However, in week 2 lab 2, I noticed that the shape of Input layer of a dense model is (window_size,). I then tried to change it to (window_size, 1), and got the following results which is clearly wrong.
Each unit in a dense layer connects with all inputs to perform a dot product with its weights and finally we add 1 bias term. When it comes to time series, the same weights are applied to all timesteps.
If this is unclear, please take up deep learning specialization.

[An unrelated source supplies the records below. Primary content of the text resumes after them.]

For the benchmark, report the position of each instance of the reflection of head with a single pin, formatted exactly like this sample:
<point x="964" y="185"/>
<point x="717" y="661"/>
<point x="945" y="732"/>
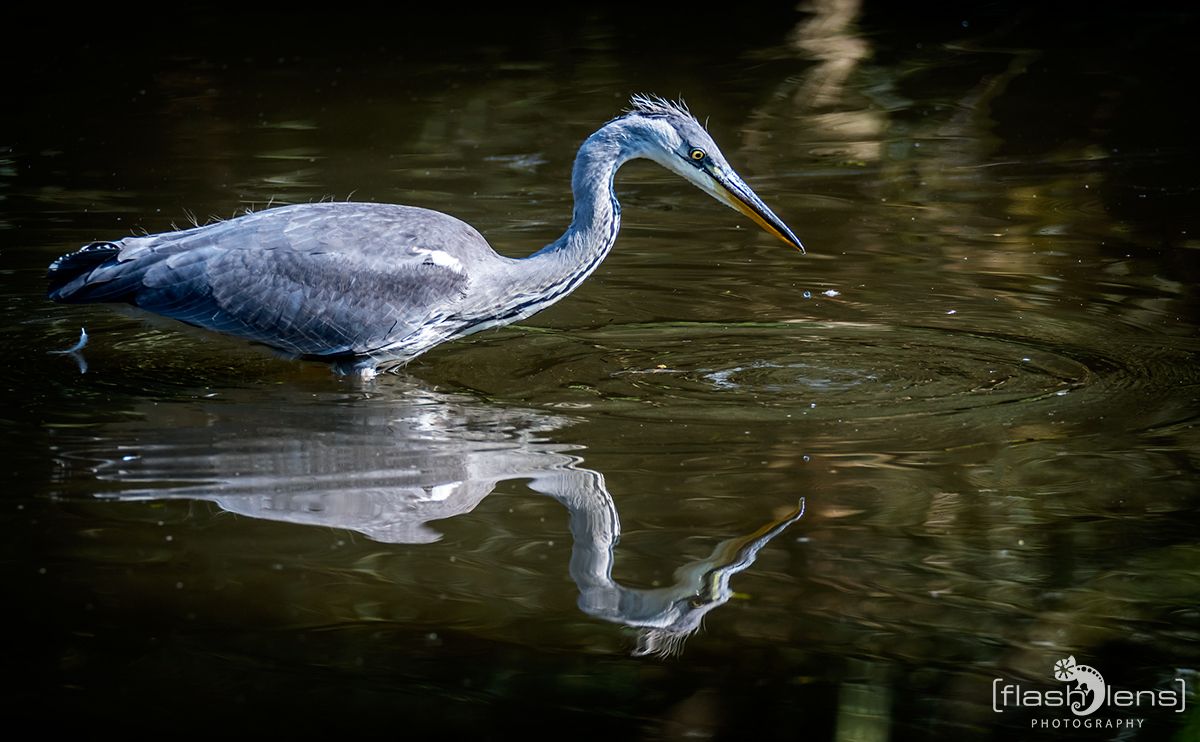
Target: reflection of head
<point x="667" y="616"/>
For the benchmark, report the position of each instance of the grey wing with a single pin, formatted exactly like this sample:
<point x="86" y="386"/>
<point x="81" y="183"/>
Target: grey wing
<point x="327" y="280"/>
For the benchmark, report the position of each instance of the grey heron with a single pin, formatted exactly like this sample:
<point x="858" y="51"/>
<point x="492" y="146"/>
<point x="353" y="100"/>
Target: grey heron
<point x="369" y="287"/>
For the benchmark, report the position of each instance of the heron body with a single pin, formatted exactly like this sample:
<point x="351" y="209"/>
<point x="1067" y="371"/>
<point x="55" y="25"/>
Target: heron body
<point x="372" y="286"/>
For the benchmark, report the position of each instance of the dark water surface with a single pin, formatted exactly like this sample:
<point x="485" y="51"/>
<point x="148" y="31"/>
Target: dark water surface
<point x="982" y="380"/>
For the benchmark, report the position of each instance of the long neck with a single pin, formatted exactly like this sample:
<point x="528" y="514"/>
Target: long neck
<point x="556" y="270"/>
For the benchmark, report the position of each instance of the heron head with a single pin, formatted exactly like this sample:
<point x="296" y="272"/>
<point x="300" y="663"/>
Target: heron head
<point x="669" y="135"/>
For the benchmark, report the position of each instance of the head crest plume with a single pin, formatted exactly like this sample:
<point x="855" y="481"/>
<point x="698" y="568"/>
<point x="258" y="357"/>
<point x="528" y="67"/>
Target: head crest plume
<point x="655" y="106"/>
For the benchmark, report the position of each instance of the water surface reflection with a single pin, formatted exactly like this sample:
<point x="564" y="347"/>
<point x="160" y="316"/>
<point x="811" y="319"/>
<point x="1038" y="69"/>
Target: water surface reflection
<point x="388" y="464"/>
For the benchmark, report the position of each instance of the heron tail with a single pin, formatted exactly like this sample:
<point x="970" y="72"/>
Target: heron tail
<point x="71" y="276"/>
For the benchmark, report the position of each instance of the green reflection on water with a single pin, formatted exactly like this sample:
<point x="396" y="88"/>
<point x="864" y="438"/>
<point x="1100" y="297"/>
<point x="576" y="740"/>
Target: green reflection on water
<point x="994" y="420"/>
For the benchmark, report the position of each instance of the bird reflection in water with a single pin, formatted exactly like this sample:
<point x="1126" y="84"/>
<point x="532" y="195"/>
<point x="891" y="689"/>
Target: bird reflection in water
<point x="388" y="466"/>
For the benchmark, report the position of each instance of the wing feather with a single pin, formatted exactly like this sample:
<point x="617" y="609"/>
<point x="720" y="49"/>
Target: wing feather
<point x="316" y="280"/>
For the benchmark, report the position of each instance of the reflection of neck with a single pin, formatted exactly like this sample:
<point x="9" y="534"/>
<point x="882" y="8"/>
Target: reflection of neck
<point x="667" y="615"/>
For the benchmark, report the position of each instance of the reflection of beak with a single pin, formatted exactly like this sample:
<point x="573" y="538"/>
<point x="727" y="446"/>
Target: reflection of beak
<point x="733" y="191"/>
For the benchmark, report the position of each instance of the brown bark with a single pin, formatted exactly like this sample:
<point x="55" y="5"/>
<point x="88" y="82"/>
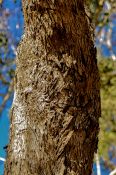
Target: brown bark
<point x="56" y="107"/>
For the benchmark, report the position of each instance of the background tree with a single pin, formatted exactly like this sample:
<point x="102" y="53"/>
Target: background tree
<point x="105" y="37"/>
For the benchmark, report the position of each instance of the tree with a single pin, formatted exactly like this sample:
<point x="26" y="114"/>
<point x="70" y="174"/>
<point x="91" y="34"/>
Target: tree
<point x="56" y="106"/>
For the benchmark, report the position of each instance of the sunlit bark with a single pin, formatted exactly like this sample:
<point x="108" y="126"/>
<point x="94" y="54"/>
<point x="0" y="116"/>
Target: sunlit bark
<point x="56" y="107"/>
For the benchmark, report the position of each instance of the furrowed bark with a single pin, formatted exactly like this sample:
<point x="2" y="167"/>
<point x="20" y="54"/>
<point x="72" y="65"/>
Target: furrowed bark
<point x="56" y="108"/>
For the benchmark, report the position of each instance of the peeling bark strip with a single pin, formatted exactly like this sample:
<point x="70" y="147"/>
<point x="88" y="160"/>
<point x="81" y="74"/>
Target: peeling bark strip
<point x="56" y="110"/>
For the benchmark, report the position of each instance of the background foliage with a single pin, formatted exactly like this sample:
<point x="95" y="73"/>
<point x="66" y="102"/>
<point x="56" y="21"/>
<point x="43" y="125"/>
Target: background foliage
<point x="11" y="29"/>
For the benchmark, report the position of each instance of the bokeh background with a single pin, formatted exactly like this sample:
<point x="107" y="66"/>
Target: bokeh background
<point x="11" y="30"/>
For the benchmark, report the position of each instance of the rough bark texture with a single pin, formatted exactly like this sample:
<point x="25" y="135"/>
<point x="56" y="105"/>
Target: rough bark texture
<point x="56" y="107"/>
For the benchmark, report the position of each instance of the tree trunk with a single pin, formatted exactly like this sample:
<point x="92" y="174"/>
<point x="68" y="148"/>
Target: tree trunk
<point x="56" y="107"/>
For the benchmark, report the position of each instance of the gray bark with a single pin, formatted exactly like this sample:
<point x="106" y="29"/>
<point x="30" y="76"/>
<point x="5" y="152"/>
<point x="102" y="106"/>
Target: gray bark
<point x="56" y="108"/>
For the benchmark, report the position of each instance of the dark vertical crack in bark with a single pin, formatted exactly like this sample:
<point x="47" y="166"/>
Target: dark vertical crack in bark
<point x="58" y="88"/>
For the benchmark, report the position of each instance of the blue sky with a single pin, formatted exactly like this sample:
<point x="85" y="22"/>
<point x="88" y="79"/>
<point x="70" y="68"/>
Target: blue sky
<point x="15" y="29"/>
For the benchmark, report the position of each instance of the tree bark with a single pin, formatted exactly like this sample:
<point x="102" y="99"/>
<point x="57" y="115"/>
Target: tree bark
<point x="56" y="107"/>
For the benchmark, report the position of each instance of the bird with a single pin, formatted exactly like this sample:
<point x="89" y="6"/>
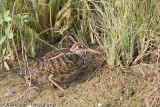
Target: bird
<point x="63" y="61"/>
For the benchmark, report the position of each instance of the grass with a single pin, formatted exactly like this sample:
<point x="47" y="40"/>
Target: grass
<point x="127" y="31"/>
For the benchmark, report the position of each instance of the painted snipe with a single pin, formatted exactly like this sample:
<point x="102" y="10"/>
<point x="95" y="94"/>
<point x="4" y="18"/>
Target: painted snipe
<point x="63" y="61"/>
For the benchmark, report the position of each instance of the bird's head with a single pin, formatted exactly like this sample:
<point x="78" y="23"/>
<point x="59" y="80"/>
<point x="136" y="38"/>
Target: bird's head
<point x="81" y="49"/>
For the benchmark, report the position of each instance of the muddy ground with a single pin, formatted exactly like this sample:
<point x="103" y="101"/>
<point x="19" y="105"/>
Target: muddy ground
<point x="95" y="85"/>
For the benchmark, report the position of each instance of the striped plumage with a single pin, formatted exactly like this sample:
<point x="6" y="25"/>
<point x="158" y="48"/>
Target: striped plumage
<point x="59" y="61"/>
<point x="63" y="61"/>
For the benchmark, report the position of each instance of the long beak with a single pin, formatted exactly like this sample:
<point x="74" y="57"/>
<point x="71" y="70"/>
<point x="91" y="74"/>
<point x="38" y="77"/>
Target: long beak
<point x="93" y="51"/>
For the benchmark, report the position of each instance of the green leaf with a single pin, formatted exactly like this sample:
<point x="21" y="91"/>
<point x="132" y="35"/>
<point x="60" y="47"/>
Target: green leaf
<point x="10" y="35"/>
<point x="1" y="20"/>
<point x="7" y="29"/>
<point x="7" y="19"/>
<point x="25" y="16"/>
<point x="6" y="14"/>
<point x="2" y="39"/>
<point x="6" y="65"/>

The Dense layer changes only the last dimension. Consider the following setup:
import tensorflow as tf
model = tf.keras.Sequential([
tf.keras.layers.Input(shape=(20, 3)),
tf.keras.layers.Dense(units=4)])
The Dense layer has 4 units. Each unit connects with 3 features which makes it 4*3 weights and 4 bias units. So, the total number of parameters is 16. All timesteps are processed via vectorization in a single shot.
Specifying the shape as (None, 20) works fine for a time series problem as long as there is just 1 feature per timestep. In this case, the NN just looks at it like any other problem. Since there are 20 inputs per row of a batch, the number of parameters of a dense layer is 20 for weights and 1 bias unit.
Time series problems have shape (BATCH SIZE, NUM TIMESTEPS, NUM FEATURES PER TIMESTEP). When number of features per timesep is 1, some people treat it as a typical regression problem and use a dense layer on the input.
An RNN processes 1 timestep at a time. Without setting return_sequences to True, only the output of the last timestep is returned.
For theoritical knowledge of recurrent neural networks, please see deep learning specialization (course 5). From an API perspective, the input shape is 3D and hence the reason for the additional 1 at the end.
Yes (as long as the the shape criteria are met). Based on my answers to the first 3 questions, you should know that the number of units that interact with the data is different between a Dense layer and an RNN layer. Consider printing model summary while using an RNN to see the difference.